Approche globale : premier niveau d’implicite

Ce que le locuteur demande à une grammaire, c’est qu’elle rende compte du fonctionnement de la langue, qu’elle soit à même de l’expliquer. Ce que le linguiste demande à une grammaire, c’est qu’elle « suggère une explication au fait qu’un locuteur de la langue en question percevra, interprétera et formera ou utilisera un énoncé de certaines façons et pas d’autres »[6].

À tel niveau de généralité, on ne peut qu’acquiescer, mais acquiescera-t-on encore si je dis, tout aussi généralement mais d’un point de vue fonctionnaliste, que la grammaire est une procédure de discrimination. Elle est une frontière instaurée entre l’énoncé correct et l’énoncé incorrect[7]. Une frontière des plus floues tant la zone qu’elle recouvre est vaste et difficile à contrôler : la langue est à la grammaire normative ce qu’une région montagneuse est à une armée d’occupation. Tout l’arbitraire de cette sélection est condensé dans le paradoxe apparent de la figure de style, qui est le plus souvent la transgression, supposée volontaire, d’une règle établie. Ce qui chez Jean Racine sera lu par l’expert comme une prouesse : « Ah ! savez-vous le crime et qui vous a trahie ? » (Iphigénie), sera perçu chez un de mes élèves comme une erreur : « Quelques mois plus tard, une jeune fille du nom de Lola, qui avait 22 ans, était belle, pas très grande et cuisinière arriva. » Et pour cause, mon élève, ignorant jusqu’à son existence, ne pourra pas prétendre à l’anacoluthe. Cette discrimination entre propositions recevables ou non est bien évidemment l’apanage de ceux qui savent, de ceux qui peuvent célébrer l’ « irréfragable liberté »[8] du poète et condamner l’erreur du lycéen : en première ligne les professeurs et bien protégés dans leur bunker, ou plutôt dans leur salon tout en dorures, les grammairiens, académiciens ou tout autre détenteur du capital symbolique requis.

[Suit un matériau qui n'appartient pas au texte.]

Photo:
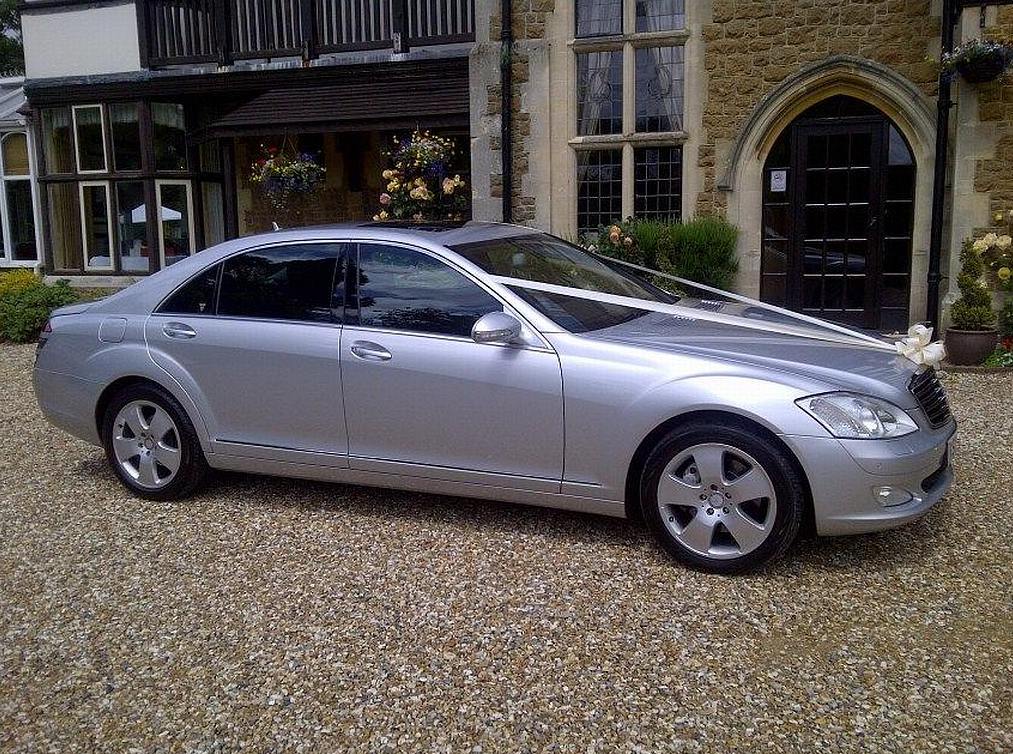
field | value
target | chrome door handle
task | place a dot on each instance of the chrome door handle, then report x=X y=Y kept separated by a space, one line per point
x=368 y=351
x=178 y=330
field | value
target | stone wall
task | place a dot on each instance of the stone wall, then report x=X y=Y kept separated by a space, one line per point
x=994 y=175
x=751 y=46
x=530 y=19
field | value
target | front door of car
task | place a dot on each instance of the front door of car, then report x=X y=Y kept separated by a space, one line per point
x=254 y=341
x=421 y=397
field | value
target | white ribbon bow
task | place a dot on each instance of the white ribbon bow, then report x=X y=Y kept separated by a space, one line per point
x=918 y=347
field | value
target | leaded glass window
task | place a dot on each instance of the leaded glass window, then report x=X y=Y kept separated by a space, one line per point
x=600 y=93
x=600 y=189
x=657 y=182
x=659 y=79
x=660 y=15
x=599 y=17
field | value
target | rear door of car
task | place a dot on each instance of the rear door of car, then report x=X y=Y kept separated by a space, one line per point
x=254 y=340
x=421 y=397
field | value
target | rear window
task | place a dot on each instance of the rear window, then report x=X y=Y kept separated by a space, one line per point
x=197 y=297
x=293 y=282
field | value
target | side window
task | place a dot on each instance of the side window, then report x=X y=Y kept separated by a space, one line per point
x=197 y=297
x=294 y=282
x=403 y=289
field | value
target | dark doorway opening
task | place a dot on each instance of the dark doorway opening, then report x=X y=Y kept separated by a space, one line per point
x=838 y=211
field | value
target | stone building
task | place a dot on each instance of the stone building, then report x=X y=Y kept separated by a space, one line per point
x=809 y=125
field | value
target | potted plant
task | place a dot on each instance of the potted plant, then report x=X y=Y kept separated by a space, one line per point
x=971 y=335
x=979 y=61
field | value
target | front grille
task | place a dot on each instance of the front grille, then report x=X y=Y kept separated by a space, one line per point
x=929 y=393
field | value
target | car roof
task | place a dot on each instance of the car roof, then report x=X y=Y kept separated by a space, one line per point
x=440 y=233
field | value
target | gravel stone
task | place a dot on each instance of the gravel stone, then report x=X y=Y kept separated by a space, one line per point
x=270 y=615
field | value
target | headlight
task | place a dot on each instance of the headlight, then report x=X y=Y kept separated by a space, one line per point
x=856 y=417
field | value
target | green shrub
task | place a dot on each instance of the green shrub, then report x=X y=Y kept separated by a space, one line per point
x=973 y=309
x=702 y=249
x=25 y=304
x=1006 y=319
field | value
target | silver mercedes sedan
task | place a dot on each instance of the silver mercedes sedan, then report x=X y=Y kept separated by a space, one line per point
x=492 y=361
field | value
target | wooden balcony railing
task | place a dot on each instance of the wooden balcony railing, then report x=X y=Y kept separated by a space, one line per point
x=189 y=31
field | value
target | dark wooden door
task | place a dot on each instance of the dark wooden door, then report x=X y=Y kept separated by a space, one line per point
x=837 y=207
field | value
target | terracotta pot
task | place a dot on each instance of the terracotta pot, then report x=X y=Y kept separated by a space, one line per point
x=967 y=348
x=984 y=69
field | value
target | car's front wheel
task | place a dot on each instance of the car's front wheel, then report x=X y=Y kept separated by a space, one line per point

Ainsi, il n’est pas que le locuteur et le linguiste qui demandent à la grammaire d’accomplir certaines fonctions, il y a aussi le politique, dans son sens le plus général et impersonnel, qui demande à ce qu’elle impose des normes sociales. Ceci nous éloigne un peu de la question scolaire mais sans doute moins qu’à première vue : la grammaire n’est pas un savoir neutre[9], sans enjeu et une redéfinition de la langue acceptable bouleverserait dangereusement la société. Que feraient les académiciens si chaque francophone maîtrisait l’emploi du subjonctif plus-que-parfait, ou encore mieux, si l’emploi du subjonctif était considéré comme vulgaire, dégradant ?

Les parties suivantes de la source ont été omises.